With Pacific Rim in theaters on Friday, earlier this week I had the great opportunity to speak with the star on the phone about his latest film. Read on to find out how he made sure to make his character standout amongst all of the CGI, balancing his career between film and television, and how it was del Toro that really attracted him to the project in the first place.

You’ve actually been doing quite a lot of genre films in the past couple years, between this and Thor, Prometheus, Ghost Rider. I’m curious are these the kinds of films you’re especially drawn to?

No, it’s a combination of, you know, the last three films, Thor, Prometheus, and Pac Rim, are all because of the directors, you know, Kenneth Branagh, Ridley Scott and Guillermo were on my bucket list of directors I wanted to work with and Ghost Rider was really cause I wanted to work with Nic Cage. I love Nic Cage, so that was the reasoning, but I’m not really drawn to the genre. You have to understand, actors really don’t get drawn to a genre. They want to work and they want to calculate themselves into what kind of films, you know, what kinds of films they want to do. For me, each genre film was very much the genre, but they’re all very different characters. That’s more exciting to me.

With so much going on action-wise, especially in this film, is there an extra challenge to kind of make your character stand out?

Is it a challenge to make my character stand out? I mean, you know, with any genre film, the hardest part is the make the human element story really stand out, to be honest. And I definitely try my hardest to bring that, every time, to life, you know? Who is he? What is he saying? What is he really saying? Oh yeah, there’s this fifty foot robot, but what is he really saying? And that’s important. It’s important to these types of films. It’s important to my career.

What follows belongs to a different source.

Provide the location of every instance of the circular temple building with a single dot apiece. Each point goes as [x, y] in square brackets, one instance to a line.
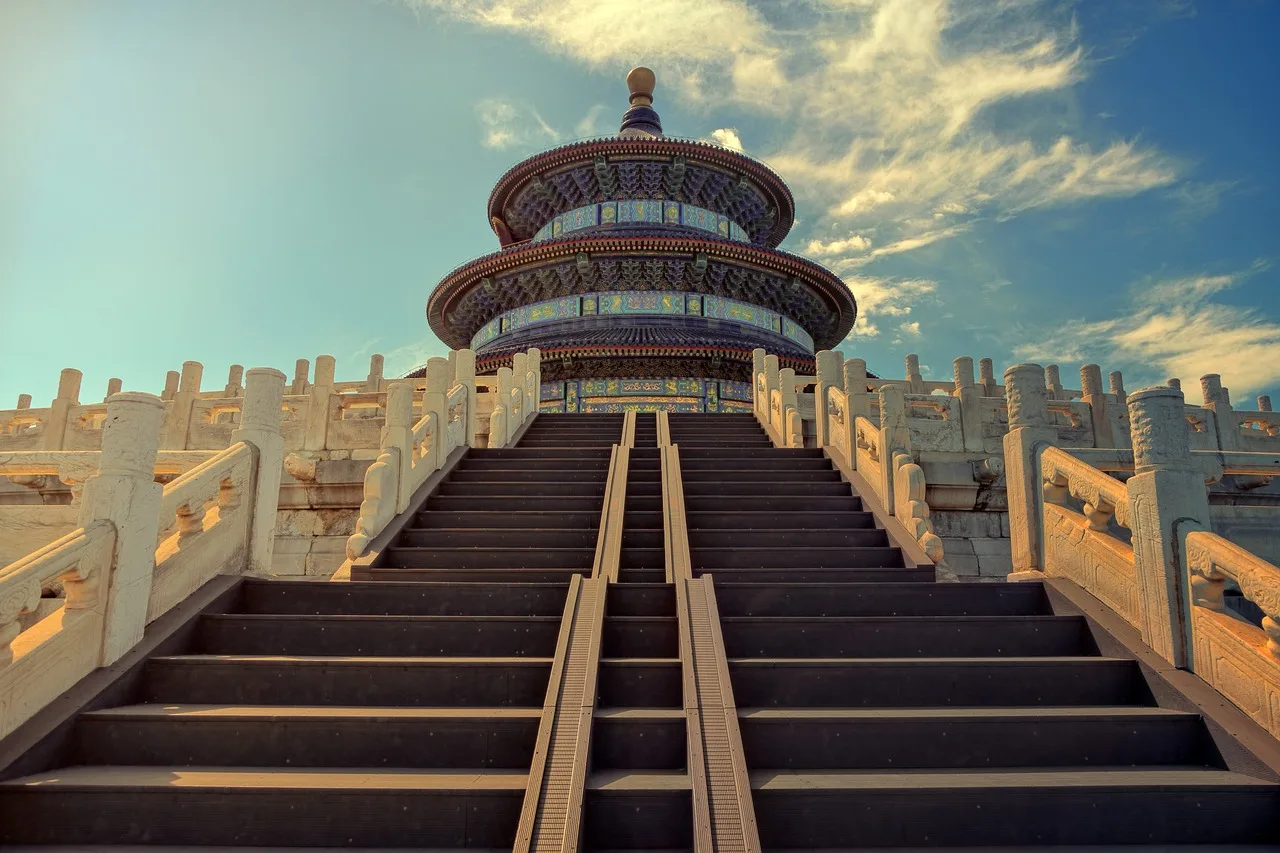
[645, 269]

You mentioned that what attracted to this project was the chance to work with Guillermo del Toro, but when you were first looking at the script, and first taking in the character of Stacker Pentecost, what was it that really connected you to him?

You know, I tend to play characters that I’m emotionally sort of like one way or the other, you know. Stacker was super, super calm all the way and then when he lost his shit, he really lost his shit. He was so calm and zen-like and I wanted that to be my next challenge as an actor, to bring a real character in a massive film, that has poise.

How much did you collaborate with Guillermo del Toro on the character?

It was a full collaboration. It was conversation after conversation and there was a huge amount of, you know, material he’d already written and put forward, and so, we sat down as a team and just we rehearsed it, we spoke about it, we spoke about the connections. In a movie like this, where all you can talk about is robots and stuff, all you can see if robots and stuff, you really need to really hammer out the human stories. So, he spent a lot of time doing that with us.